Moi, j’attends patiemment le vrai rappel, la chanson de Dominique A que je préfère en live, le monstrueux le Convoi… qui déçoit visiblement la majorité des gens qui m’entourent, qui sont sans doute peu familiers avec ce morceau quasi kraut rock, avec son texte sublime, mi Sci-Fi, mi politique : on ne peut s’empêcher de penser à l’enfer que vivent les migrants quand Dominique A chante : « Ils s'échangent des signes comme des mots inconnus / D'un pays qui ne veut rien dire et dont l'histoire s'est perdue… ». Le son enfle, les deux guitares de Dominique et de Thomas cherchent le tourbillon sonique, nous sommes une petite poignée au premier rang à entrer enfin dans la transe recherchée… Mais le morceau s’arrête trop vite, sans atteindre le sublime qui s’annonçait pourtant. Une petite frustration donc, pour finir ce beau set de deux heures.
Dominique A confirme en 2018, après plus de vingt-cinq ans de carrière, qu’il reste ce qui se fait de mieux à la conjonction improbable de la chanson française et du rock noisy moderne. Même s’il n’a sans doute pas le public qu’il mérite (combien de mes copains fans de bruit apprécieraient ce genre de concert, mais n’y viennent pas ?), Dominique A continue obstinément son chemin, avec une conviction politique (écologique, sociale…) et une sûreté du geste artistique qui feraient pâlir bien des musiciens anglo-saxons plus fameux que lui.
« Maintenant tu les vois / Comme un fleuve naissant au grand jour / Et tu te glisses dans le convoi / Effrayé de mourir d'amour / Et tu te glisses dans le convoi / Dans le fleuve qui emporte tout / Une route s'ouvre devant toi / Qui se fermera derrière nous »

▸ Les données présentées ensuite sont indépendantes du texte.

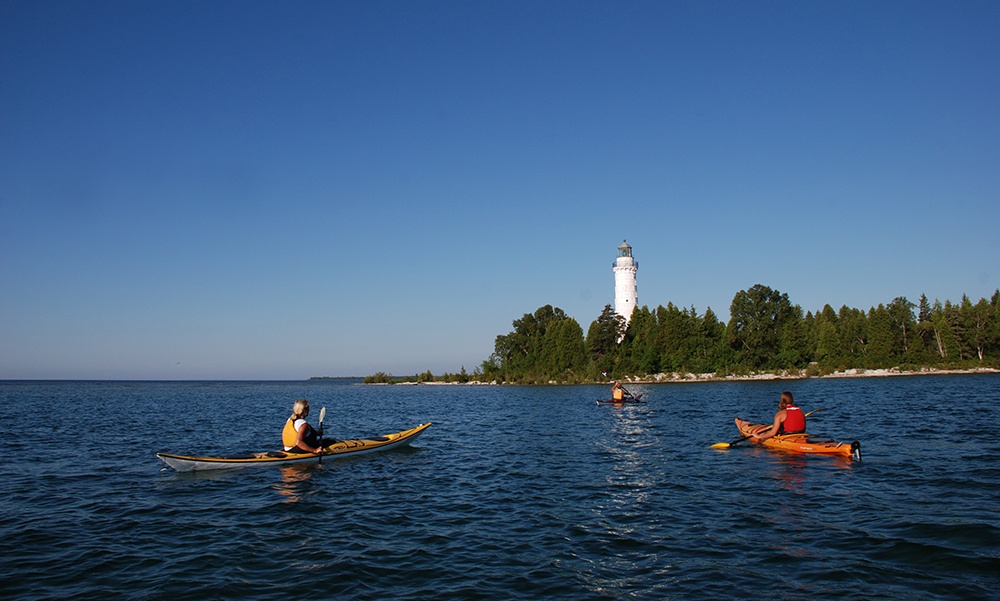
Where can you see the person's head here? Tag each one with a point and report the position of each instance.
(300, 409)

Les musiciens de My Brightest Diamond :
Shara Nova : voix, claviers, guitare
Earl Havin : batterie
Vincent Taurel : claviers
Les musiciens de Dominique A sur scène :
Dominique A : voix, guitare
Etienne Bonhomme : batterie
Jeff Hallam : basse
Thomas Poli : claviers, guitares, chœurs
Sacha Toorop : batterie, choeur
La setlist du concert de Dominique A :
Cycle (Toute Latitude – 2018)
La mort d'un oiseau (Toute Latitude – 2018)
Pour la peau (Auguri – 2001)
Les deux côtés d'une ombre (Toute Latitude – 2018)
Vers le bleu (Vers les lueurs – 2012)
Va-t-en (La Fossette – 1993)
Le Sens (La Musique – 2009)
Aujourd'hui n'existe plus (Toute Latitude – 2018)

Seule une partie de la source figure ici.